Leo vació los ceniceros y se alejó.

– Eso no explica que vengas con perfume -dijo Fink.

– Es desodorante -protestó Holiday-. Bueno, en el bote ponía que era una mezcla de desodorante y colonia, o algo así.

– Yo leí una vez un artículo sobre eso -comentó West-. Es como un fenómeno.

– Esta mañana estaba ahí en la cama de esta mujer, esperando que mandase a sus hijos al colegio y pensando en un plan de fuga. En cuanto oí la puerta de la casa y el motor del coche, me levanté, me fui al cuarto de su hijo y me eché en los sobacos lo primero que pillé. También me eché un poco ahí abajo, no sé si me entendéis. Para quitarme el olor de la tía.

– Axe -dijo Bonano, como si intentara recordarlo.

– «Axe Rejuvenate», es lo que ponía en el bote. Por lo visto los chavales flipan con eso.

– Pues hueles como una puta -insistió Fink.

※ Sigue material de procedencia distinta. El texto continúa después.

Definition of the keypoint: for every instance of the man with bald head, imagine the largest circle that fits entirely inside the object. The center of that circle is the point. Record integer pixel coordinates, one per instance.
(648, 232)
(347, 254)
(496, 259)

Holiday apagó el cigarrillo.

– Igual que tu madre.

Terminaron las copas y pidieron otra ronda. Bonano seguía sin contestar el móvil, pero Fink cogió una llamada y prometió a una señora de Palisades que pasaría por allí «en algún momento de la semana que viene» a tomar medidas del cuarto de estar. Nada más colgar, Fink metió unas monedas en la jukebox. Escucharon una canción de Ann Peebles y luego otra de Syl Johnson, y cuando entró la sección rítmica todos menearon la cabeza.

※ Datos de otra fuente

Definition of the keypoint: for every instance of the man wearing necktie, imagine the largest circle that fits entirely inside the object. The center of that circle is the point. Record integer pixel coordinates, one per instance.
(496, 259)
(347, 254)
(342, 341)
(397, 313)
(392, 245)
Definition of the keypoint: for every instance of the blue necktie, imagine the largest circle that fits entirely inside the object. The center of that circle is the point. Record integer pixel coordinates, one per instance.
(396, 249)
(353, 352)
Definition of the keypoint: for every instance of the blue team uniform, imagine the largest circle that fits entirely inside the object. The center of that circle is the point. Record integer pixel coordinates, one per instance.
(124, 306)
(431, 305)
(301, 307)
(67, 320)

– ¿Cómo va la novela, Brad? -preguntó Holiday, mientras sacaba otro cigarrillo y le daba un codazo a Fink.

– Todavía ando dándole vueltas -contestó West. Tenía una barba gris y el pelo largo y canoso. Se había dejado la barba cuando Fink le dijo que parecía una vieja con tanto pelo.

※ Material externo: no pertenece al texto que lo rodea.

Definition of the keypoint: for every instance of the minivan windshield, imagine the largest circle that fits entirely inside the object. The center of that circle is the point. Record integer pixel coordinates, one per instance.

– ¿No deberías estar en el New Yorka o como se llame? -preguntó Fink. Se refería a la cafetería de ambiente íntimo de la línea District, en la esquina más allá de Crisfield-. Ahí están siempre los tíos de tu cuerda, dándole a la tecla en sus portátiles con su cafetito delante.

– Y con sus boinas -apuntó Bonano.

– Ésos tíos no escriben nada -replicó West-. Están ahí haciendo el canelo.

– No como tú -le pinchó Holiday.

Hablaron del nuevo chico que Gibbs había seleccionado como quarterback. Comentaron a cuál de las Mujeres Desesperadas les gustaría follarse, las razones por las que echarían a las otras de la cama y el Chrysler 300. A Bonano le gustaba su línea, pero se le antojaba «muy de negrata» con aquellas llantas, no encontraba mejor manera de definirlas. Aun así, miró alrededor al decirlo. Por la noche los parroquianos del bar eran casi todos negros, como los empleados. Por las tardes solían estar ellos solos: cuatro blancos alcohólicos y maduritos sin ningún otro sitio al que ir.

El tema del coche les llevó a una charla sobre delincuencia, y todos giraron la cabeza hacia Holiday, que conocía el tema de primera mano.